Vec

A vector, or Vec for short, is like an array whose size can change at runtime.

We can add an element to the end of the vector using its .push() method. We can get its current length using its .len() method. We can create a Vec using the vec! macro, like so:

let mut years: Vec<i32> = vec![1995, 2000, 2005];

years.push(2010); // Now `years` has 4 elements in it, ending in 2010
years.push(2015); // Now `years` has 5 elements in it, ending in 2015

println!("Number of years: {}", years.len());

Like arrays, every element in a Vec must have the same type. Unlike arrays, the length of a Vec can vary at runtime. For this reason, arrays have their length in their type, but vectors do not. Note that the syntax for the element type is a bit different between arrays and vectors - it uses angle brackets instead of square braces:

let years_array: [i32; 3] = [1995, 2000, 2005];
let years_vec: Vec<i32> = vec![1995, 2000, 2005];

Runtime Representation

The runtime representation of vectors is very different from arrays. For example, let's say we have a Vec of three i32 values and compare that to an array of three i32 values.

As we saw before, an array of three i32 values has the same runtime representation as a tuple of (i32, i32, i32) - which is 12 bytes total, since each i32 takes up 4 bytes in memory.

In contrast, the Vec takes up memory in two different locations. First it has the 12 bytes that stores the actual i32 values, but then it has an additional chunk of memory needed to store metadata about them. This extra metadata is what allows the Vec to grow at runtime, and it looks something like this:

struct VecMetadata {
    memory_index_of_first_element: usize,
    length: usize,
    capacity: usize,
}

usize is equivalent to u32 (4 bytes) on a 32-bit system, and u64 (8 bytes) on a 64-bit system.

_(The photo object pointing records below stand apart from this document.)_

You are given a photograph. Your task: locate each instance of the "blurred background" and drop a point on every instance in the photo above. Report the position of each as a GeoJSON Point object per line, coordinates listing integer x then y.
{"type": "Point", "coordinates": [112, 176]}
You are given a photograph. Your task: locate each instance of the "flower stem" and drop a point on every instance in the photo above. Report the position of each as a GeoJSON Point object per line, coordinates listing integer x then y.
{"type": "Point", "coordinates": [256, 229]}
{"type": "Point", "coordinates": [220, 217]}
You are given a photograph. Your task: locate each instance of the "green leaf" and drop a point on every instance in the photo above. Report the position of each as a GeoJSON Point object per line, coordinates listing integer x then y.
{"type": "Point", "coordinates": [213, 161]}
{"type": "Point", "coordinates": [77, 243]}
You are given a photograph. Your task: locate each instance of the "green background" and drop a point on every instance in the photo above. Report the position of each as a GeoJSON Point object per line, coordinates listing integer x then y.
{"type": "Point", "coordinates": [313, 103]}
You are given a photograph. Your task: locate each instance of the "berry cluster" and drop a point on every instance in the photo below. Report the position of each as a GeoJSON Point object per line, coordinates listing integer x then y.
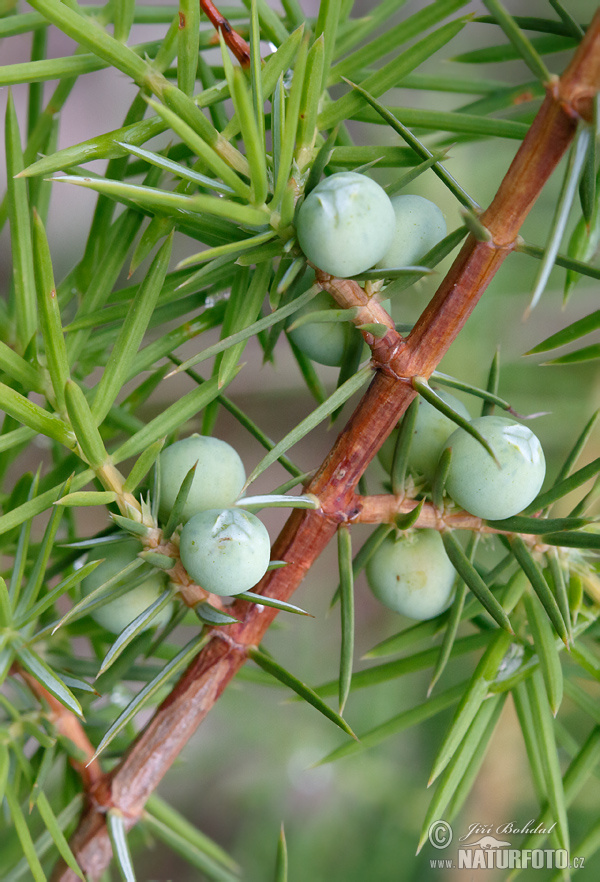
{"type": "Point", "coordinates": [224, 549]}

Since most systems these days are 64 bits, this means that a Vec of three i32 values will take up a total of 36 bytes in memory: 24 bytes of metadata, and then 12 bytes of actual data!

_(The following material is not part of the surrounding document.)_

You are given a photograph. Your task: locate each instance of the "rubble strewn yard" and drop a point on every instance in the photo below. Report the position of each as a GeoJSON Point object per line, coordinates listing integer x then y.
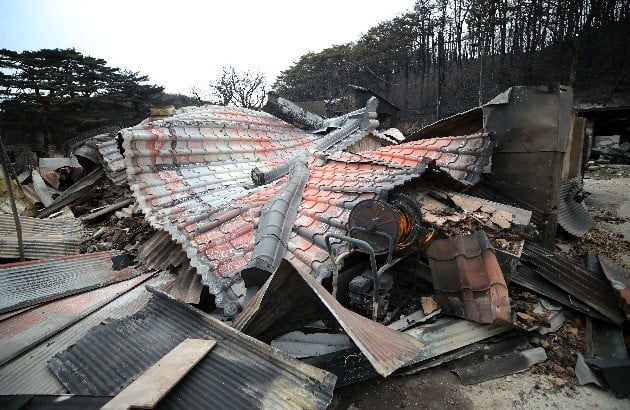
{"type": "Point", "coordinates": [233, 258]}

Let's take a look at what that metadata is actually doing.

Memory Index

A useful way to think of memory is that it's a giant array of bytes.

With that mental model, the type of 4 gigabytes of memory would be let mut memory_bytes: [u8; 4_000_000_000]. We can read any of those bytes, and, since it's mut, we can also write any of them...but we can't change the length of the array, since the total amount of memory available to a process is dictated by the operating system and the hardware it runs on.

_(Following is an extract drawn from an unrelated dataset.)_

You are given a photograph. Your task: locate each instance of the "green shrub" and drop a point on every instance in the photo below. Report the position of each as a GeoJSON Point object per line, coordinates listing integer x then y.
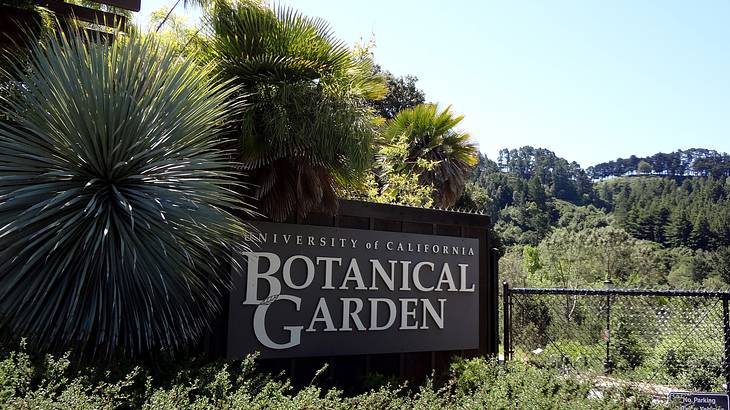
{"type": "Point", "coordinates": [54, 382]}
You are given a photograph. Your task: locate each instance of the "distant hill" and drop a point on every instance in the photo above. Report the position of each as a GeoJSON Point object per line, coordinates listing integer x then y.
{"type": "Point", "coordinates": [675, 199]}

The memory_index_of_first_element and length fields in our VecMetadata struct have enough information to describe which of these bytes in memory are storing our elements. (We'll see how capacity fits in later.)

Let's say we were storing our three i32 values at memory index 100 - that is, memory_bytes[100] would store the first byte of the first i32. Since three i32 values take up a total of 12 bytes, we'd need to use memory_bytes[100] through memory_bytes[111] to store all three of them side by side. In this example, memory_index_of_first_element would be set to 100, because that's the index in memory where the first byte of the first element lives.

Length

Say we want to iterate over the elements in this Vec. If all we had was the index of the first byte, how would we know how many elements to read? We could start by reading the first i32 at that index...but what if the Vec is empty? In that case, we shouldn't even read one element!

The length field makes iteration possible. It tells us how many elements are currently in the Vec, which is the exact number of iterations a for loop should perform. The loop begins by reading an i32 worth of bytes beginning at memory_index_of_first_element and then moves to the next i32 in the next iteration of the loop by advancing the index it's reading from by 4 bytes (since an i32 is 4 bytes).

Changing length at runtime

Suppose we have two Vec instances storing their bytes back-to-back in memory. So the first one begins at memory_bytes[100] and ends at memory_bytes[111], and the next one begins at memory_bytes[112].

Now let's say we want to .push() an element onto the first Vec. That will increase length by 1, and store the new element in memory_bytes[112]. This is a problem, though, because memory_bytes[112] is already in use by the other Vec! If we write the new element into that slot in memory, we'll be overwriting the other Vec's first element, which would be really bad.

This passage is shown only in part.